Music Notes
Hymn of the Day: “Crashing Waters At Creation” ELW 455
Text: Sylvia G. Dunstan(1955-1993)
Tune: STUTTGART, Christian F. Witt (1660-1716)
Sylvia Dunstan wrote this hymn to. Accompany the blessing for water she had written for the baptismal rites of the Uniited Church of Canada. She conceived it as “calling to mind the richness of salvation history. After a brief, arduous battle with liver cancer, Sylvia died in 1993 at the age of 38. For thirteen years, Dunstan had served the United Church of Canada as a parish minister and prison chaplain. She is remembered by those who knew her for her passion for those in need, her gift of writing, and her love of liturgy.

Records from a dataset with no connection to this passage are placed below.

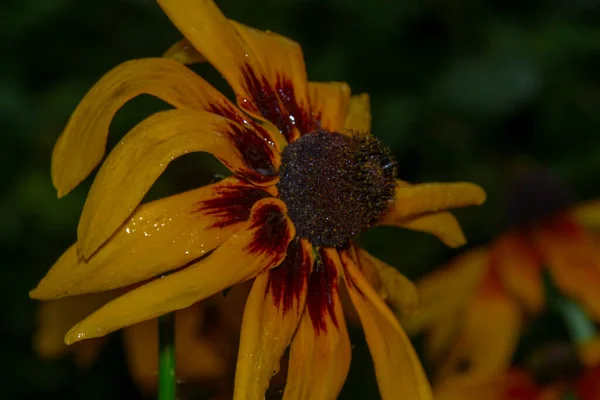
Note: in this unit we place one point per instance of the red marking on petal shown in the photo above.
(277, 105)
(289, 280)
(322, 284)
(272, 235)
(232, 204)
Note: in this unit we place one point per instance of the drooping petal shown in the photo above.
(358, 118)
(448, 289)
(82, 144)
(573, 259)
(320, 351)
(146, 151)
(442, 224)
(56, 317)
(197, 357)
(397, 368)
(266, 70)
(185, 53)
(488, 335)
(520, 268)
(160, 236)
(260, 246)
(390, 285)
(329, 104)
(271, 316)
(431, 197)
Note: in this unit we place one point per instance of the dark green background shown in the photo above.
(461, 90)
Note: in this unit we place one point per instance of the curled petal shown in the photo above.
(260, 246)
(160, 236)
(431, 197)
(397, 368)
(146, 151)
(196, 356)
(388, 282)
(358, 118)
(320, 351)
(442, 224)
(520, 268)
(185, 53)
(271, 316)
(329, 104)
(82, 144)
(573, 259)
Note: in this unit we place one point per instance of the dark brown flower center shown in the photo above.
(336, 185)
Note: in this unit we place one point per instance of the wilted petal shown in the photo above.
(82, 144)
(260, 246)
(358, 118)
(397, 368)
(271, 316)
(160, 236)
(139, 159)
(320, 352)
(329, 104)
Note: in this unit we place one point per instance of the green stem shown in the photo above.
(166, 358)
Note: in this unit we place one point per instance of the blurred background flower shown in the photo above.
(459, 90)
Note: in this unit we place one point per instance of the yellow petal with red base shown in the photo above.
(573, 259)
(54, 318)
(320, 351)
(329, 104)
(443, 225)
(431, 197)
(520, 268)
(271, 316)
(139, 159)
(160, 236)
(448, 289)
(358, 118)
(397, 368)
(390, 285)
(258, 247)
(488, 335)
(82, 144)
(196, 356)
(185, 53)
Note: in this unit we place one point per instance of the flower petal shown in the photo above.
(271, 316)
(358, 118)
(489, 334)
(520, 268)
(329, 104)
(390, 285)
(82, 144)
(262, 245)
(196, 356)
(320, 351)
(147, 150)
(55, 318)
(266, 70)
(573, 260)
(431, 197)
(397, 368)
(442, 224)
(159, 236)
(447, 290)
(184, 53)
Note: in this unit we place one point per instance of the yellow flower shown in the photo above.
(307, 178)
(472, 310)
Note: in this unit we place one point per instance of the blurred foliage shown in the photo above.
(460, 89)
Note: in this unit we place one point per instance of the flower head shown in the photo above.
(307, 177)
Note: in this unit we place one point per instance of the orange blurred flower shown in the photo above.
(473, 309)
(307, 177)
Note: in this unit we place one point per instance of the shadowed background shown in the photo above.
(460, 90)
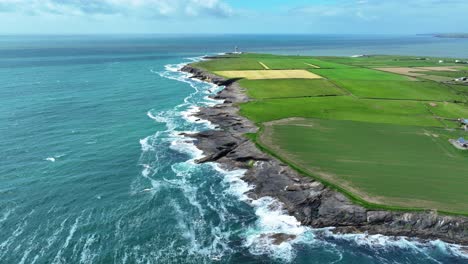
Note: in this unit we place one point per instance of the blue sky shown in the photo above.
(233, 16)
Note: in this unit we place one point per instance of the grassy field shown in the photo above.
(379, 136)
(451, 74)
(267, 74)
(416, 90)
(392, 61)
(449, 110)
(232, 64)
(284, 88)
(395, 165)
(300, 63)
(359, 74)
(341, 108)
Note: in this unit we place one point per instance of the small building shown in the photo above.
(463, 121)
(460, 143)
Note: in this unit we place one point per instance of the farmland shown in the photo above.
(380, 162)
(378, 127)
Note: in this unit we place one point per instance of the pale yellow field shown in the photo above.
(270, 74)
(315, 66)
(440, 68)
(264, 66)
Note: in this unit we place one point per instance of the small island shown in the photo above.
(360, 143)
(452, 35)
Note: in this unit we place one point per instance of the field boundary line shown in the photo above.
(264, 65)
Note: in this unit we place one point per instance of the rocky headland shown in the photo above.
(307, 199)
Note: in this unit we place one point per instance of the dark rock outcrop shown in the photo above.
(308, 200)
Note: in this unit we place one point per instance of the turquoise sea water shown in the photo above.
(93, 168)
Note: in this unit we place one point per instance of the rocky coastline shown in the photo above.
(307, 199)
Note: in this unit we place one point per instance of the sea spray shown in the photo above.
(275, 232)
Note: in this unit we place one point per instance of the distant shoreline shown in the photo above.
(272, 177)
(454, 35)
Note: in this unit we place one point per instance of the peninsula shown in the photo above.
(357, 143)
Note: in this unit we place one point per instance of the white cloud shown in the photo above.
(146, 8)
(380, 9)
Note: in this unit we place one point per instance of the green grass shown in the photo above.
(400, 90)
(283, 88)
(450, 110)
(358, 74)
(341, 108)
(299, 63)
(451, 74)
(230, 64)
(391, 61)
(383, 141)
(400, 166)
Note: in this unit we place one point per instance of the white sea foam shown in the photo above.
(272, 219)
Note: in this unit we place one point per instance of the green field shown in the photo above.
(392, 61)
(451, 74)
(359, 74)
(285, 88)
(387, 164)
(232, 64)
(341, 108)
(299, 63)
(379, 137)
(416, 90)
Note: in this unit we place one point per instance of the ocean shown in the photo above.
(94, 169)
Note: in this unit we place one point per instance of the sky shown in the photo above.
(233, 16)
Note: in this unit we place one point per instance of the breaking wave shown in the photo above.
(270, 231)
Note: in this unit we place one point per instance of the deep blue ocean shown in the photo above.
(93, 168)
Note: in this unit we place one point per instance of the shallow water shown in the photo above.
(93, 168)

STUTTGART was included in Psalmodia Sacra (1715), one of the most significant hymnals of the early eighteenth century. Christian F. Witt was an editor and compiler of that collection; about 100 (of the 774) tunes in that collection are considered to be composed by him, including STUTTGART, which was set to the text "Sollt' es gleich." Witt was chamber organist and later Kapellmeister at the Gotha court. He composed vocal and instrumental music, including some sixty-five cantatas.
The tune title STUTTGART relates to a story about Rev. C. A. Dann's banishment from his pulpit at St. Leonard's Church in Stuttgart in the early nineteenth century. When Dann was eventually invited back to his church, his congregation greeted him with the singing of "Sollt' es gleich."
Musical Meditation: Meditation on “Waterlife”, David Christiansen
David Christiansen is University organist and adjunct professor at Elmhurst, where he has taught organ and church music since 2000. A native of Iowa, he studied organ at Drake and Yale Universities, as well as in France with Marie-Claire Alain. He holds a doctor of musical arts degree from Yale, and has done further studies in theology through Concordia University, Chicago, where he also has taught. His compostitions have been published by the Association of Lutheran Church Musicians, Augsburg-Fortress, Concordia, GIA, and the Hymn Society in the U.S. and Canada.
I hope you enjoy this reflective setting of “Waterlife”, or “I was there to hear your borning cry”. The text and music to this hymn was written in 1985 by John Ylvisaker (1937-2017) and is currently published in 11 hymnals.